コロンビア海軍によると、半潜水艇には1.5トンのコカインを輸送する能力があったとのこと。コロンビア海軍は「コロンビア最大の麻薬密売グループ『ガルフ・クラン』による試験航行ではないか」と推測しています。

中南米では、主に世界最大のコカイン生産国であるコロンビアから中央アメリカやメキシコへコカインを運ぶため、ジャングルの造船所で建造された有人の半潜水艇が数十年にわたり使用されてきました。ところが、今回無人の麻薬潜水艇が発見されたことで、密輸の技術が進歩していることが浮き彫りになりました。
コロンビア海軍のフアン・リカルド・ロゾ提督によると、無人で自律的に動く潜水艇は海上で探知するのが難しいとのこと。加えて、乗組員がいないことで、乗組員が逮捕されたときに情報が漏れてしまうというリスクを避けられる利点もあるそうです。

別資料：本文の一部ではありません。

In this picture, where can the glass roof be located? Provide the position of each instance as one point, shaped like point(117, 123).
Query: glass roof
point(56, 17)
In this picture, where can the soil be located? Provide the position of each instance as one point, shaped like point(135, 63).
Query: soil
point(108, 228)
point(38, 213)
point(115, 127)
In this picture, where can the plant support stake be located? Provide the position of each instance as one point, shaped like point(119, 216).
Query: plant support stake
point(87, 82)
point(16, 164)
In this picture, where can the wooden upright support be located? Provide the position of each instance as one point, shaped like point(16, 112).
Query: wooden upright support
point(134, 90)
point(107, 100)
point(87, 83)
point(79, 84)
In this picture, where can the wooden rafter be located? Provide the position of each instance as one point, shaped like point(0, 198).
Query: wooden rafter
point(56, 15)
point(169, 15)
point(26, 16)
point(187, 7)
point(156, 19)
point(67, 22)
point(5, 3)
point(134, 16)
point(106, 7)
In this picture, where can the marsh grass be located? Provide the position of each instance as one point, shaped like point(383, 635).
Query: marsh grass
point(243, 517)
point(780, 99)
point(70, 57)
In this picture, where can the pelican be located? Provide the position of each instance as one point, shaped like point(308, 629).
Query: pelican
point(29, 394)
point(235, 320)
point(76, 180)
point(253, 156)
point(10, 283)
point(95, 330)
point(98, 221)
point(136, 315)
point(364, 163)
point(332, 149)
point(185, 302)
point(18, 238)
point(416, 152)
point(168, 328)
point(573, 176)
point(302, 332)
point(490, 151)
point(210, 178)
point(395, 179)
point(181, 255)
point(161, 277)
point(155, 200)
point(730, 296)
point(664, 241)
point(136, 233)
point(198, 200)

麻薬潜水艇が発見されるのは今回が初めてではなく、2023年には2人の遺体と約3トンのコカインを積んだ船が見つかっています。2024年11月にはコロンビアからオーストラリアへ向かう途中だった半潜水艇からコロンビア産コカイン5トンが発見されているなど、以前より遠方へ航行しようとする潜水艇も増えてきているといいます。コロンビアの法律では、半潜水艇の使用、製造、販売、所持、輸送に対し、最大14年の拘禁刑が科せられます。

なお、Starlinkのアンテナが海上で麻薬の密輸に使われたのは今回が初めてではありませんでした。2024年11月、インド警察がアンダマン・ニコバル諸島でStarlinkのアンテナを搭載するボートを拿捕し、6人のミャンマー人を拘束して6000kg以上の覚醒剤を押収しました。この事件はStarlinkのアンテナを海上の麻薬輸送に使った初めての事件だといわれており、インド警察がStarlinkに事情を聞く予定だと伝えられていました。